ABOUT THIS BOOK | AUTHOR BIOGRAPHY | REVIEWS | TOC
ABOUT THIS BOOK
As the twentieth century began, Black and white southerners alike dealt with low life expectancy and poor healthcare in a region synonymous with early death. But the modernization of death care by a diverse group of actors changed not only death rituals but fundamental ideas about health and wellness.

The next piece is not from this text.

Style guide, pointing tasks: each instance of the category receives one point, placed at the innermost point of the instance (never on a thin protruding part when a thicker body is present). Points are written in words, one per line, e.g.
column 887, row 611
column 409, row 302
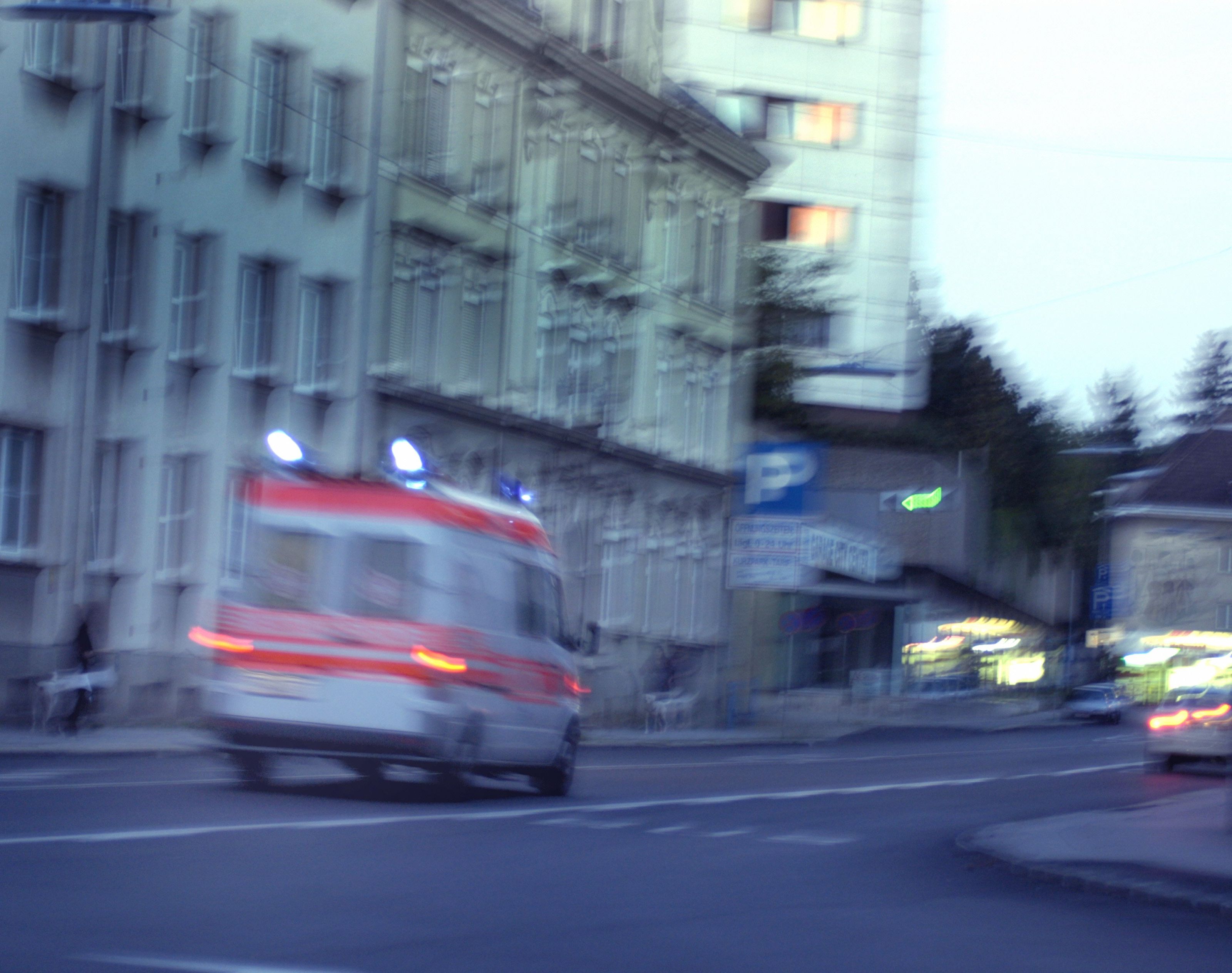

Kristine McCusker charts the dramatic transformation that took place when southerners in particular and Americans in general changed their thinking about when one should die, how that death could occur, and what decent burial really means. As she shows, death care evolved from being a community act to a commercial one where purchasing a purple coffin and hearse ride to the cemetery became a political statement and the norm. That evolution also required interactions between perfect strangers, especially during the world wars as families searched for their missing soldiers. In either case, being put away decent, as southerners called burial, came to mean something fundamentally different in 1955 than it had just fifty years earlier.